There are problems with this architecture, though. GPUs are now being used for a lot more than just driving the display, and their computing potential for specific types of numeric and other processing is in demand. So long as CPUs and GPUs continue to use their own local memory, simply moving data between their memory has become an unwanted overhead. If you’d like to read a more technical account of some of the issues which have brought unified memory to Nvidia GPUs, you’ll enjoy Michael Wolfe’s article on the subject.

At the same time, chip design has changed, with far tighter integration of what have been separate chips into a System on a Chip (SoC), a field in which Apple is one of the leaders, largely as a result of its hardware development for iPhones and iPads. SoCs can run faster, use less power, and stay cooler, and when built in large quantities are considerably cheaper – all advantages which Apple has used in its products, but only now in Macs.

In this new model, CPU cores and GPUs access the same memory. When data being processed by the CPU needs to be manipulated by the GPU, it stays where it is. That unified memory is as fast to access as dedicated GPU memory, and completely flexible. When you want to connect a high-resolution display, that’s not limited by the memory tied to the GPU, but by total memory available. Imagine the graphics capability of 64 or even 128 GB of unified memory.

If demands made on unified memory are more variable, and could require that a high proportion of physical memory is used for graphics and the display, this might result in increased use of virtual memory, and CPU cycles lost to caching. That was certainly a problem when caching to rotating disks, but with modern high-speed SSDs effects on performance are minimised. After all, an internal SSD is only larger and slightly slower-access memory. That requires tighter integration of internal storage too.

Apple’s first M1 Macs are its first convergence of these features: sophisticated SoCs which tightly integrate CPU cores and GPUs, fast access to unified memory, and tightly-integrated storage on an SSD. Together they offer unrivalled versatility, what Apple sees as relatively low-end systems which can turn their hand and speed to some of the most demanding tasks while remaining cool, consuming little power, and being relatively inexpensive to manufacture in volume.

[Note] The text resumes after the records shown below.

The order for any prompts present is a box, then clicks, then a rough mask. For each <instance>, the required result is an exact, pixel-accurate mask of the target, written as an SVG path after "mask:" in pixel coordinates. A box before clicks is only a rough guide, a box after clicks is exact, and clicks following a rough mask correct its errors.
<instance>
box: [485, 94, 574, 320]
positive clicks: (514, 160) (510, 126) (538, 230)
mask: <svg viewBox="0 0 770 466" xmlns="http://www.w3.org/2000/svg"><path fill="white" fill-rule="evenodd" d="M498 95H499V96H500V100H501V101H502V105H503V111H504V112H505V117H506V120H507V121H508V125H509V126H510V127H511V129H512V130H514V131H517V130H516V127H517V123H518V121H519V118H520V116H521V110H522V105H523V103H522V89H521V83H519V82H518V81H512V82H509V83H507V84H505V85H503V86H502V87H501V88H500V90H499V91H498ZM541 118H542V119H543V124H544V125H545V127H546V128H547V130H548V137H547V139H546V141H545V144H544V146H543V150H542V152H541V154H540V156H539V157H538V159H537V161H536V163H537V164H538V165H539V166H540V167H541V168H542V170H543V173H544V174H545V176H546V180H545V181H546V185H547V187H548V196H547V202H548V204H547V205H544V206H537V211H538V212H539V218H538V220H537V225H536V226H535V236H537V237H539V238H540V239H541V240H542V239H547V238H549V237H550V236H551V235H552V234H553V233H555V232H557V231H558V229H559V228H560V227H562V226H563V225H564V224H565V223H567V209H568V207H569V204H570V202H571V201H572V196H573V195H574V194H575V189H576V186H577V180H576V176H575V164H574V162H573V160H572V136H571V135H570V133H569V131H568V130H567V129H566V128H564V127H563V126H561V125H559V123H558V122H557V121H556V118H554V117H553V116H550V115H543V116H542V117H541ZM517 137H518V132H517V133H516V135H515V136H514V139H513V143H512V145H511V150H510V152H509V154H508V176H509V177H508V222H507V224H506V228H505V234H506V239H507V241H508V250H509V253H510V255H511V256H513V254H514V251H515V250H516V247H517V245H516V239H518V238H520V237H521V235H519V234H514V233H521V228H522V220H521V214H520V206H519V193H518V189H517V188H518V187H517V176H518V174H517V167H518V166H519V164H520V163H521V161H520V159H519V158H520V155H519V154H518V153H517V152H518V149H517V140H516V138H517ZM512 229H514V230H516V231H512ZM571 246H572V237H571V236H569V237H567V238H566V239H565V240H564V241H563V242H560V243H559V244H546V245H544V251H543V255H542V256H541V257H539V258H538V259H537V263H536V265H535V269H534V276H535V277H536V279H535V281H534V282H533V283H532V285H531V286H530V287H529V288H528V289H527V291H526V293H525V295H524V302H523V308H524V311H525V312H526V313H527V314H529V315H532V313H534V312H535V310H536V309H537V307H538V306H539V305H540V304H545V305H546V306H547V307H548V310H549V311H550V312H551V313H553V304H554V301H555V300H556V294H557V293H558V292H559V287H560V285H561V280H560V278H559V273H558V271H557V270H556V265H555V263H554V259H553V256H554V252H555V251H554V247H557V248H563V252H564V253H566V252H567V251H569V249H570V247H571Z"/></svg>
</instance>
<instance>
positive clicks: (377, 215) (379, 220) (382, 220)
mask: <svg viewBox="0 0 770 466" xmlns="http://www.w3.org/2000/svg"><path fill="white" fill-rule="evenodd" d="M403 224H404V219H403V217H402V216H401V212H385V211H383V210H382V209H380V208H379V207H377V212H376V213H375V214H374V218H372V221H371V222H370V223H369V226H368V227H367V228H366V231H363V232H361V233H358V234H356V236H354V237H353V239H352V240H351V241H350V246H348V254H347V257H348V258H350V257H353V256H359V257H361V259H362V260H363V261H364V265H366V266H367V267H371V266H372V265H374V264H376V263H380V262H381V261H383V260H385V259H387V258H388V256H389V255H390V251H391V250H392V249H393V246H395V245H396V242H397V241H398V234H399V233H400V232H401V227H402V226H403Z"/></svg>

They break many of the concepts that we have come to accept. You may have needed 32 GB of upgradeable memory in the past, and internal storage which you can replace as your Music library grows. Now all the main components – CPU, GPU, memory and internal storage – are tightly integrated and interdependent. There are, and will remain, some hardware options, but you don’t need to specify a kit any more: M1 Macs come ready-built.